Since I started dating Renee, she had been late to almost every date we had. I had adjusted my schedule to account for her lateness, so if we were supposed to meet at seven, I would be there by seven-thirty just in time to see her arrive. It was hard to get used to the change when she started showing up on time.
Whenever I would show up she would say “You’re 4 and half minutes late, mister!” Each time she would tell me the exact amount of time I was late. I started calling her “Stopwatch.” She thought it was great so she started timing things just to screw with me. It was funny most of the time except the one time she timed us during sex. I digress.
I sat on the edge of the bed, turning the watch around in my hand for hours. I thought about all the times she pulled it out happily when someone asked what time it was and how many times she gave me hell for being late. She did it in a hilariously cute way though. I started wondering again how she could have gone without saying anything at all.

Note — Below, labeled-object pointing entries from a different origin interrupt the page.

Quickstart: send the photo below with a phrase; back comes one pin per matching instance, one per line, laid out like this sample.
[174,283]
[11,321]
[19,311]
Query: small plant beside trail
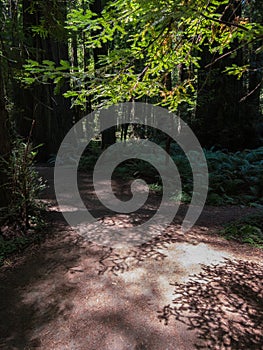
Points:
[21,221]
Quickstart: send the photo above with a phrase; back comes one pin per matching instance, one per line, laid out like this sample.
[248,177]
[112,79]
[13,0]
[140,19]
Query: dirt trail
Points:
[77,295]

Suddenly, I noticed it wasn’t so hard to see things across the room anymore. The sun was coming up. I knew that meant that I would have to go to work very shortly. I popped open the watch to see what time it was. I thought my eyes were still adjusting to the light, but even after I rubbed them the hands still weren’t moving. I couldn’t believe Renee let the batteries die. She was always on top of that and had extras in her purse in case it happened while we were out.

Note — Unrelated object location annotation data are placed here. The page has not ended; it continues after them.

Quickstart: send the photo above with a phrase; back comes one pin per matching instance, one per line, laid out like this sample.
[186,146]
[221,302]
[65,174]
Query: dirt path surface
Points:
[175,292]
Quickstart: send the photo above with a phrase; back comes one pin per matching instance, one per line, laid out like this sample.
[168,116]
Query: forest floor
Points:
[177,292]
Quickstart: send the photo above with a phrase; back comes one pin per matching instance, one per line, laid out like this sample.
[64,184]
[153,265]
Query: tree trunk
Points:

I knew I wouldn’t be getting any sleep and decided I would go out to get some breakfast since I was up early enough. First I wanted to fix the watch though. I went to the kitchen and got the little screwdriver from the drawer. I pried the silver textured back off of the watch and dropped the screwdriver back in the drawer. I went to pull out the battery and saw a small piece of paper in the battery slot.

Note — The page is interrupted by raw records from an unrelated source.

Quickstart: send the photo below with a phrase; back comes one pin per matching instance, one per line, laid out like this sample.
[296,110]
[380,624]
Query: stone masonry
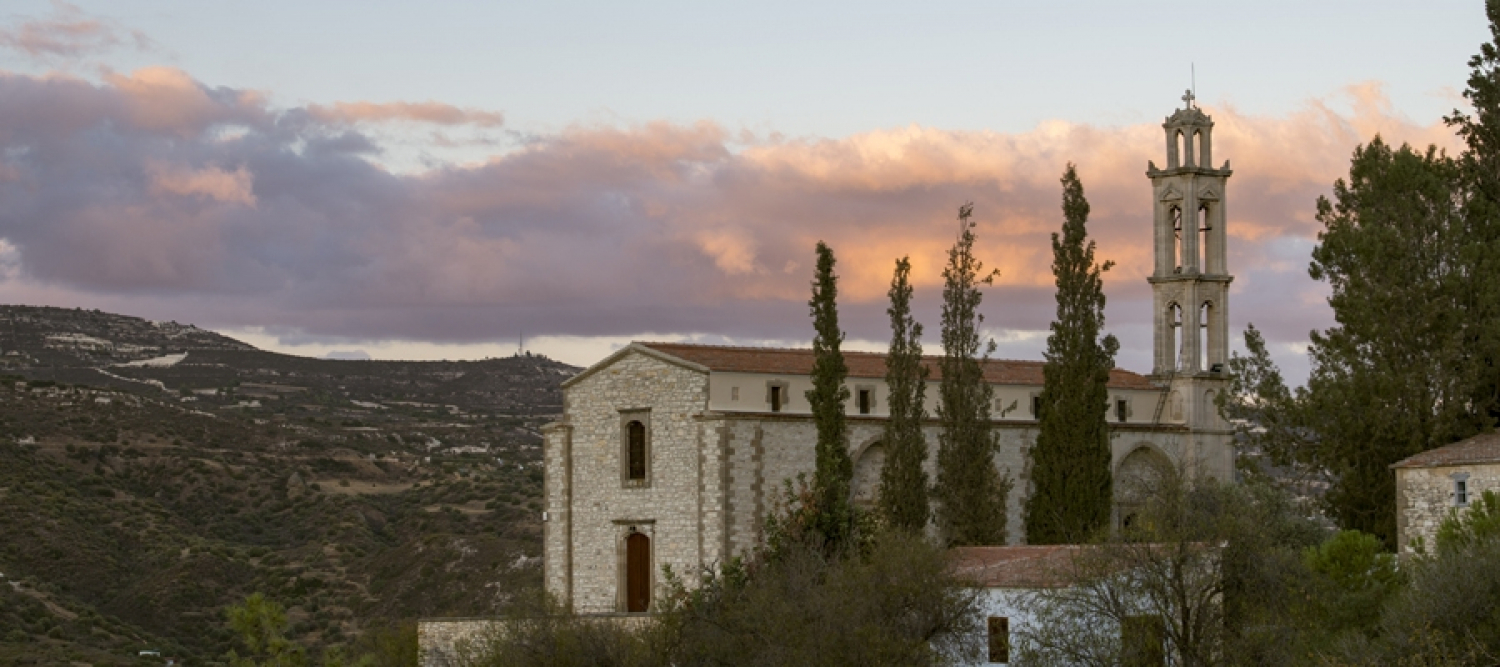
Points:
[1427,486]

I pulled the paper out and unfolded it. It was Renee’s handwriting. It said:
I’m sorry I had to go, but I did it for you. The past three years have been amazing and I love you, which is why I can’t be the reason you don’t succeed. For a long time I let myself believe it was okay that you dropped out of school for me, so we could have more money and live together. But since then I’ve seen you stay the same and not strive for better. You were content in just being together. While that is romantic in a somewhat outdated sense, you have so much potential that I can’t be the reason you never use it. I will always love you. Keep this watch with you always like I did and remember, time is the worst thing you can waste and best thing you can never get back.
-R
I guess I really never was good at doing two things at once. Before I went to work that day, instead of breakfast, I went to the community college and signed up for three courses that started the next month.
It’s been a little over a year since that day and I just graduated with my Associate’s degree. I’m going to continue on to get my B.A. but this is a good start. Over time I came to realize that Renee leaving me was the best thing she could have done for me. I still miss her but I can never thank her enough for being that selfless.
According to my watch, I’m going to be right on time for my new job.